Some time ago, just before entering the Ken-Ō Expressway in Hachiōji in Tokyo, we stopped by a store and I went in and bought three cups. I gave the cashier a 1,000-yen bill, got my change and went out.
It wasn’t until I was handing out the cups outside to my friends when I realised there was something not quite right about the change. Because 3 cups was 300 yen, I was supposed to get 500-yen and 100-yen coins in change, nothing else. But what I got instead was a combination of 500-, 100-, 50-, 10-, 5- and 1-yen coins.
Something’s not right.
I handed back the receipt to the cashier (I didn’t even check it first) and asked him to check if it was correct. He took a look at it, told me that yes, it looks right, handed it back, and preceeded to attend to another customer waiting in line.
I’m not one to argue over loose change, so I just threw away the receipt and went outside to drink my coffee. But I was still confused as ever. How did that happen?
I processed the whole thing in my head, between sips of cheap, freshly brewed 7-11 regular coffee.

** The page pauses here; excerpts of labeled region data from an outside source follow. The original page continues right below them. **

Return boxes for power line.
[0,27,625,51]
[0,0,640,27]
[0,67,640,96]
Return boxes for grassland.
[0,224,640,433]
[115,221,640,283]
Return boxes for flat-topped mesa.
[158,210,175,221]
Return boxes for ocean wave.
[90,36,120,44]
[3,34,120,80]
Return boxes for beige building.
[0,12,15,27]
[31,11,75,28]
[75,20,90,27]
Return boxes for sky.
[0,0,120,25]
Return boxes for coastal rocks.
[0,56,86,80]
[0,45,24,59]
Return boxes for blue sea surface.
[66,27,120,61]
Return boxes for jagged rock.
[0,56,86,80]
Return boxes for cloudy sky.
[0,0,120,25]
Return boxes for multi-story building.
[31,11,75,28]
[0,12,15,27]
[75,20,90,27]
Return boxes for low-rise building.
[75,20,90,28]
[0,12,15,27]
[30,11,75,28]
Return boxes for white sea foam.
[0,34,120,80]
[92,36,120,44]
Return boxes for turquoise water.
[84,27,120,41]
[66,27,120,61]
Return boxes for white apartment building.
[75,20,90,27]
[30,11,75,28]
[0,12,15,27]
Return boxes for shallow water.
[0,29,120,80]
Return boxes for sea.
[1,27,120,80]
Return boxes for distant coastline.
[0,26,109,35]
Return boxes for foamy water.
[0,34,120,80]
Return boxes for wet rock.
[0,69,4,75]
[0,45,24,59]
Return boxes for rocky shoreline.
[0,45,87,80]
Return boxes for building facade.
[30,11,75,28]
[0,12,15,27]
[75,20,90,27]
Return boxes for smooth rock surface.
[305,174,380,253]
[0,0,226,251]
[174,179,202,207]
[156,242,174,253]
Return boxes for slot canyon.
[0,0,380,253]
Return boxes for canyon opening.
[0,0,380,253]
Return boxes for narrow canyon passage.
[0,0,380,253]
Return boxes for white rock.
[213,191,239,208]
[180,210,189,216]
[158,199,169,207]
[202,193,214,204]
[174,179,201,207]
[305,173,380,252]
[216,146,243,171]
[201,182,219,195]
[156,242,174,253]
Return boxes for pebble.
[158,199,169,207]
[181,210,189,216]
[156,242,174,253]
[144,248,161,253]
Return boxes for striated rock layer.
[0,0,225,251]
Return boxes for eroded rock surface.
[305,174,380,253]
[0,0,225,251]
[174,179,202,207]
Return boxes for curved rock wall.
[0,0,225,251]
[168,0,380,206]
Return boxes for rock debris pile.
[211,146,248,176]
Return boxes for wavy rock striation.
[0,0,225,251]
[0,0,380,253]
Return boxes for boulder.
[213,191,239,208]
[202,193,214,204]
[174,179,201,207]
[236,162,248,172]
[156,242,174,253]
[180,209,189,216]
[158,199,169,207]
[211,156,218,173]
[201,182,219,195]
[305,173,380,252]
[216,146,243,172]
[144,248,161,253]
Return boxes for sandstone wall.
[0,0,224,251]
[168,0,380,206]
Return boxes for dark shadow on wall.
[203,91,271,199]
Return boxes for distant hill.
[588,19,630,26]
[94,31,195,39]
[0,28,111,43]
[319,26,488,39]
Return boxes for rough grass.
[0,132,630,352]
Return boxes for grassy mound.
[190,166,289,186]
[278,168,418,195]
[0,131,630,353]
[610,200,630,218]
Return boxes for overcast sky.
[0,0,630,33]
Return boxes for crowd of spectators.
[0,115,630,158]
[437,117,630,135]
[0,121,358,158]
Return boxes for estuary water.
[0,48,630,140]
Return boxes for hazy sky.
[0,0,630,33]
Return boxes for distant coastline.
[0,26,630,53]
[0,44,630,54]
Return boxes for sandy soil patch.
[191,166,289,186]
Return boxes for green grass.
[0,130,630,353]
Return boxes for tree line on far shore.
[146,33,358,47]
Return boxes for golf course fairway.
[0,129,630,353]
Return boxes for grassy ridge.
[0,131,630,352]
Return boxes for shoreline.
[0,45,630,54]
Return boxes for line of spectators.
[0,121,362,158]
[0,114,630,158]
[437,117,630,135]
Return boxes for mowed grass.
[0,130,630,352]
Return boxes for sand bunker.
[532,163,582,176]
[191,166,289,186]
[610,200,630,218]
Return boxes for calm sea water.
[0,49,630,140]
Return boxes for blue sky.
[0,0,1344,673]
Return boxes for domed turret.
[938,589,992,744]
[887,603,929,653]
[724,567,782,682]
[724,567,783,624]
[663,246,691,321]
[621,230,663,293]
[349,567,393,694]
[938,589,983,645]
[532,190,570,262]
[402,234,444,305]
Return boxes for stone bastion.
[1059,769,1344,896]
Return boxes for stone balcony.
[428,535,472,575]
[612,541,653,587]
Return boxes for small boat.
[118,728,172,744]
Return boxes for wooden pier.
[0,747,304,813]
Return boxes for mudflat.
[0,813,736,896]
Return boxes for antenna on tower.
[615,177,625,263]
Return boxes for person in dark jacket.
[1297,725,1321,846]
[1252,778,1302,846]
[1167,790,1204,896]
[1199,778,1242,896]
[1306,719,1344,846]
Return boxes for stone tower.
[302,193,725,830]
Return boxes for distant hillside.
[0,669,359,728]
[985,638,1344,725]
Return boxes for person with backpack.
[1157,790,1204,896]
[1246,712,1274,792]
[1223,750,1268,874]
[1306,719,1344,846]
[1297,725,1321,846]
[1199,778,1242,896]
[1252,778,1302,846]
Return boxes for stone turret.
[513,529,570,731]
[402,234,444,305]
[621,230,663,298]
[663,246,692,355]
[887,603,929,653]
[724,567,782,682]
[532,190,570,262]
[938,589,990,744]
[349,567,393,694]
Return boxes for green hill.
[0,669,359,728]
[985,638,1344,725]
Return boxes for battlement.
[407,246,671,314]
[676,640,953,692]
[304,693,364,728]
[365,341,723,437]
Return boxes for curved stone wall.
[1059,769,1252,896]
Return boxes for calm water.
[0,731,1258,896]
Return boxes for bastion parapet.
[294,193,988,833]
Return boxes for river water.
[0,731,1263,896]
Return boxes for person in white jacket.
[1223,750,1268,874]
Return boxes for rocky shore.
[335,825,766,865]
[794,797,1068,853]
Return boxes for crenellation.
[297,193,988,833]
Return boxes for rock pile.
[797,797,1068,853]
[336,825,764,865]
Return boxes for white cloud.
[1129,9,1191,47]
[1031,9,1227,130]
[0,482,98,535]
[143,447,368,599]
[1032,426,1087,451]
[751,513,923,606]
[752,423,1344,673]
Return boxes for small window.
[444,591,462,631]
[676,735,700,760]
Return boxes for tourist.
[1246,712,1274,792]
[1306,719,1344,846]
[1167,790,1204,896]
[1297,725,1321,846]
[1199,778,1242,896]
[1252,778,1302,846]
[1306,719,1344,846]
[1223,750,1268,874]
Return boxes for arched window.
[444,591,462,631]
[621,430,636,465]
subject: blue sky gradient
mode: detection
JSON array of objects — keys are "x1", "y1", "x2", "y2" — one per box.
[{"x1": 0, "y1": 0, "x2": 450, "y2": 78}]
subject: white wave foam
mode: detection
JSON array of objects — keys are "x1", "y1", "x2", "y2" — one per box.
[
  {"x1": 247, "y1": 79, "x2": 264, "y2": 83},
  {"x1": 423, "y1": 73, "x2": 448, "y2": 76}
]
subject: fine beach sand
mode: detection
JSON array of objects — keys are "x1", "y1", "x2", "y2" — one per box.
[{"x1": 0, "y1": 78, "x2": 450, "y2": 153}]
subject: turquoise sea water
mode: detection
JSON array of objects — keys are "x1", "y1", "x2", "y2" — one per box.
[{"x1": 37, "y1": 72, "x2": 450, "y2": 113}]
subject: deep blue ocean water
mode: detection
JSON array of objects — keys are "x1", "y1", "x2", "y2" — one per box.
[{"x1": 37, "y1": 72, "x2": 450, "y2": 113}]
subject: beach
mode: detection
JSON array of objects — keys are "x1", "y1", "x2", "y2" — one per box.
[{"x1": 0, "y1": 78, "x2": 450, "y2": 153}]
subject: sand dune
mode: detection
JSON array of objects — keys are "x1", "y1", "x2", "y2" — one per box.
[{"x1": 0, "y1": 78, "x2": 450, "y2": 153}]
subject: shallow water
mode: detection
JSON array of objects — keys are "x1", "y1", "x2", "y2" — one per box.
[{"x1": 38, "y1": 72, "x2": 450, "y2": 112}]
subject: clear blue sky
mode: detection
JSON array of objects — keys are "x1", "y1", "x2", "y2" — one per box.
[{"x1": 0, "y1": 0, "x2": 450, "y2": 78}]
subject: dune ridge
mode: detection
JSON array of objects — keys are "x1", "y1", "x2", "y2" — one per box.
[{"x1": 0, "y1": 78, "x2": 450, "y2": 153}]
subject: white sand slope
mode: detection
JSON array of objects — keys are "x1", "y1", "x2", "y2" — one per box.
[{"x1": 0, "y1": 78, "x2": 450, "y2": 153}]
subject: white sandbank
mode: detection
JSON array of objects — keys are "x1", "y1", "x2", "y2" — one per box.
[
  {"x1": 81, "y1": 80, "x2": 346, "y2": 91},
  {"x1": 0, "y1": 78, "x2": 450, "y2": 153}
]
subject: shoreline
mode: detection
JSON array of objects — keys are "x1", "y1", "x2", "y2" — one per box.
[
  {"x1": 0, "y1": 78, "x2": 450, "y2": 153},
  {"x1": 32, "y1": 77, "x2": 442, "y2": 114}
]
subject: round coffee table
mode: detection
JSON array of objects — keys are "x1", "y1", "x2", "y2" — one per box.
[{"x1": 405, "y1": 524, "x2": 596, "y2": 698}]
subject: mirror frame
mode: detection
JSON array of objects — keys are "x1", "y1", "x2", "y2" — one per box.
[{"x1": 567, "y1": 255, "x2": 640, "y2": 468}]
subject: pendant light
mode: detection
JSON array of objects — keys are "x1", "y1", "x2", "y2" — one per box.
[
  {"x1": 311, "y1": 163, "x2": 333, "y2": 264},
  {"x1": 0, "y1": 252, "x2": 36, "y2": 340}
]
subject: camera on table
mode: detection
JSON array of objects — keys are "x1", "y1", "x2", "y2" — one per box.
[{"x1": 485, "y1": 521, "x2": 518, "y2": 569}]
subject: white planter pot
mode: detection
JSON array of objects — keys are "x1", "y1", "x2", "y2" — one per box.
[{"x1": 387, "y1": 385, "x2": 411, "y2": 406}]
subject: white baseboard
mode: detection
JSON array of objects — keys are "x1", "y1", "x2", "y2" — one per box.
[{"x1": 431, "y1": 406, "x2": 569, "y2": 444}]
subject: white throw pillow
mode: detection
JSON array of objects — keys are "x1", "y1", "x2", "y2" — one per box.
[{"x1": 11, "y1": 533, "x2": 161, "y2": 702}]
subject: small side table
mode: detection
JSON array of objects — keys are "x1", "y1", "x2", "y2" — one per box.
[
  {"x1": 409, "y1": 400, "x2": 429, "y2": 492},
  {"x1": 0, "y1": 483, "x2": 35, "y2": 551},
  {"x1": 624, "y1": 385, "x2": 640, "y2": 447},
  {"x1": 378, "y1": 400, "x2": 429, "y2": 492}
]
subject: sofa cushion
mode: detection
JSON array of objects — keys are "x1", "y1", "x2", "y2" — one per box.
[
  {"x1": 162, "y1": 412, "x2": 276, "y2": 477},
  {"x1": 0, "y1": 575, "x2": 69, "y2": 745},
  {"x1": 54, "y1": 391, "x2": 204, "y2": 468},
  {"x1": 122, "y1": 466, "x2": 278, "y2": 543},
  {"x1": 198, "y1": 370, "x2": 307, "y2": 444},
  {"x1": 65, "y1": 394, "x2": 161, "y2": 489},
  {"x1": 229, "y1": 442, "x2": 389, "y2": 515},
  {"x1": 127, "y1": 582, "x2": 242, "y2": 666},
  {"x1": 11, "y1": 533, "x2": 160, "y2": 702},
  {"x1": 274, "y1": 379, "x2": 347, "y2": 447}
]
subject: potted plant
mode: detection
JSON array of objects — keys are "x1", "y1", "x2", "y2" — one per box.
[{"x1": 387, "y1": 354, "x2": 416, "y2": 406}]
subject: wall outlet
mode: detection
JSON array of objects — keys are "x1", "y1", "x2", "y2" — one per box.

Maybe it was the caffeine kicking in, because it suddenly dawned on me: 1 cup is 100 yen and 2 cups is 200 yen, that much is true. It flies against logic, but maybe 3 cups is not 300 yen after all!
Now the problem lies in thinking that the price of the coffee is 100 yen. It’s not. The price is 93 yen, and the 100 yen that I always pay is 93 yen plus the 8% tax, rounded down. And when we realise that 93 x 0.08 isn’t a round number, everything suddenly becomes clear.
|Cups||Unit Price||8% tax||Total||Rounded down|
|1||93 x 1 = 93||7.44||100.44||100|
|2||93 x 2 = 186||14.88||200.88||200|
|3||93 x 3 = 279||22.32||301.32||301|
|4||93 x 4 = 372||29.76||401.76||401|
|5||93 x 5 = 465||37.20||502.20||502|
So there you go, 3 cups is not 300 yen after all; it’s 300 plus 1 yen, and that explains the bunch of coins I got from the cashier.
Conventional wisdom says that buying more should cost less per unit, but in this case it’s the opposite: the more you buy, the higher it goes.
So 300 yen is not enough to buy 3 cups of regular 7-11 coffee.
But even that is not quite true. Just buy 3 cups in two orders: buy 2 cups first, pay 200 for that, and buy another cup, for an additional 100 yen. Not as convenient, but you save 1 yen.
Having been thus enlightened, I finished my coffee, entered the expressway, and floored it all the way to Tsukuba.